Monday, 5 March 2018

How to avoid being ripped off by rental car companies

As someone who has hired cars around the world, I can assure you that it pays to take every precaution against being taken for a ride by the very people from whom you are hiring your transport. 

From fuel scams to insurance scams, car hire companies are notorious for their many ways of parting fools and their money. 




In Britain, this week, Europcar apologised to a customer who was overcharged by nearly £1,000 for repairing a minor windscreen chip.

The incident was highlighted in a new report by consumer rights magazine Which? accusing the whole industry of ripping off customers.

It claims some car hire firms are charging customers more than double the going rate for repairs.

Investigators from the magazine took photographic evidence of damage from car hire customers across Europe who believed they had been overcharged.

Photos were shown to three Which? Trusted Trader garages who were asked how much they would have charged for the repair.

In eight out of 12 cases all three garages quoted less than the car hire companies charged for the repair.
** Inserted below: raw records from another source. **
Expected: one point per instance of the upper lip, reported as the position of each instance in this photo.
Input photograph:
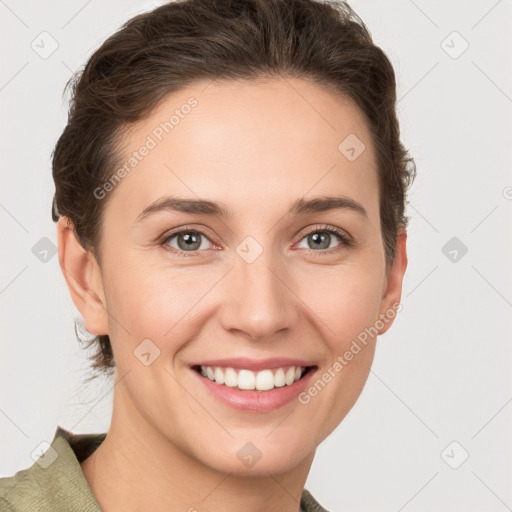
(254, 364)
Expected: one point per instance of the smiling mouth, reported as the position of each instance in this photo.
(248, 380)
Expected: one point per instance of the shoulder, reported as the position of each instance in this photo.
(55, 482)
(4, 505)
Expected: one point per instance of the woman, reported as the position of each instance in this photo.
(230, 196)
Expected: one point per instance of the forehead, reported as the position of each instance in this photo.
(248, 143)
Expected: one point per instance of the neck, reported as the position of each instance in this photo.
(137, 468)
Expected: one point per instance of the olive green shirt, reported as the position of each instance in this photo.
(56, 483)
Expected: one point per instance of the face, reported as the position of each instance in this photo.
(264, 278)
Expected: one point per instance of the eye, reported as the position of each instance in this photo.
(187, 240)
(321, 238)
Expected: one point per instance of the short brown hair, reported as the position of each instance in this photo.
(164, 50)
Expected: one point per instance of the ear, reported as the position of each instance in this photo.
(392, 289)
(83, 277)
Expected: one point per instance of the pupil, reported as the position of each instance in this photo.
(322, 238)
(190, 240)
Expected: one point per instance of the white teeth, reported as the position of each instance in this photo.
(219, 376)
(289, 376)
(230, 378)
(246, 379)
(263, 380)
(279, 378)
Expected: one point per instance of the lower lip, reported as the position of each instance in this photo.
(256, 401)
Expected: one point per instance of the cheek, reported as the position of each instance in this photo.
(155, 301)
(345, 302)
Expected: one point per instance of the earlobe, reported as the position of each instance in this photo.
(83, 277)
(393, 287)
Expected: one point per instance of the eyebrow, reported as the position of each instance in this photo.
(219, 209)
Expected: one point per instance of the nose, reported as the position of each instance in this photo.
(258, 299)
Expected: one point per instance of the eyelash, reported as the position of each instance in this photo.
(346, 242)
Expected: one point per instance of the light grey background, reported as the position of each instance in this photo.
(441, 374)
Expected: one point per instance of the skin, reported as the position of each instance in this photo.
(256, 147)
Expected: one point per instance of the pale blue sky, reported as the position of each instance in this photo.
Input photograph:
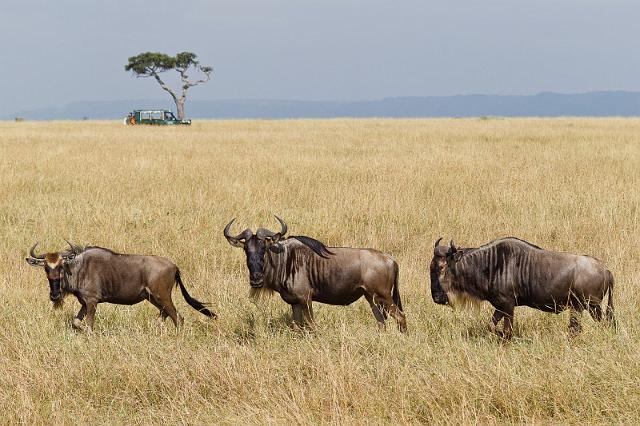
(55, 52)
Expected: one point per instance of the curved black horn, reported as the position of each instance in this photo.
(227, 228)
(437, 243)
(75, 249)
(283, 225)
(33, 253)
(235, 241)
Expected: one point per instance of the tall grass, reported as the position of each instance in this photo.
(396, 185)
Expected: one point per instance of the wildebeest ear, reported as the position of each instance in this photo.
(34, 262)
(276, 248)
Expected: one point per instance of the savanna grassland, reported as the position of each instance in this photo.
(396, 185)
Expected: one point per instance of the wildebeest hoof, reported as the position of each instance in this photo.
(77, 324)
(574, 331)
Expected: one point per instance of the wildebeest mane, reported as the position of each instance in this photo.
(499, 240)
(102, 248)
(318, 248)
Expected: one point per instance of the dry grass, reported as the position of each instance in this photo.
(396, 185)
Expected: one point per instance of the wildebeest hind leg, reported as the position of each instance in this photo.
(574, 321)
(495, 319)
(508, 324)
(395, 312)
(162, 315)
(166, 307)
(91, 313)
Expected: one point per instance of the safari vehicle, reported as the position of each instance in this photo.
(150, 116)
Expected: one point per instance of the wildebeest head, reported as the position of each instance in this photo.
(441, 271)
(255, 246)
(55, 266)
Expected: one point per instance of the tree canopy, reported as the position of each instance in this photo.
(152, 64)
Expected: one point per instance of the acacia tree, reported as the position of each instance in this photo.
(152, 64)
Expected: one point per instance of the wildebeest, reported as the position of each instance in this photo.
(97, 275)
(510, 272)
(302, 269)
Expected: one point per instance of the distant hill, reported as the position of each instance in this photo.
(546, 104)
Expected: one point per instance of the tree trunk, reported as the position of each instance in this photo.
(180, 108)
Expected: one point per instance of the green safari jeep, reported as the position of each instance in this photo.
(151, 116)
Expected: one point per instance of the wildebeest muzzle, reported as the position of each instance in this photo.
(55, 294)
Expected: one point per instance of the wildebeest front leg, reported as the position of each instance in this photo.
(307, 314)
(91, 313)
(298, 322)
(508, 324)
(77, 321)
(377, 311)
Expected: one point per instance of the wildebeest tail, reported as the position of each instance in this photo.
(610, 317)
(194, 303)
(396, 291)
In the case of the Europcar customer, Which? said he was charged £1,154 for a small windscreen chip that could have been fixed for as little as £35 (around $55).

Which? conducted a separate survey of more than 150 readers who'd been charged for car hire damage.

It found 44% said they had been hit with an excessive charge, almost 18% said they had been charged for damage they knew nothing about, and 59% said they had never received any evidence of how the charge was calculated from their car hire company.

As a clever car hirer, you need to outsmart the charlatans - which means keeping evidence. 

First make sure you are fully insured (preferably by your own insurer, not the one charging hire rates the car hire company wants you to sign up for).

As soon as you get int your rental make sure it is fully fuelled (you'll be amazed how many times it is $10 or so below full - a nice little earner for MrAvisHertz). 

Check all windscreens, paint surfaces etc for scratches or nicks etc, make sure these all all noted by the hirer, and take photos of all of them before you leave the parking lot. 

When you return, insist on having your vehicle checked and signed off on by a human. Dropping the keys and leaving the car leaves you wide open for any number of dodgy deals.

I was once contacted by a major car hire company two days after dropping off my vehicle in central Paris. They wanted to know where the car was. Don't trust 'em and like boxing referees say: "Protect yourself at all times."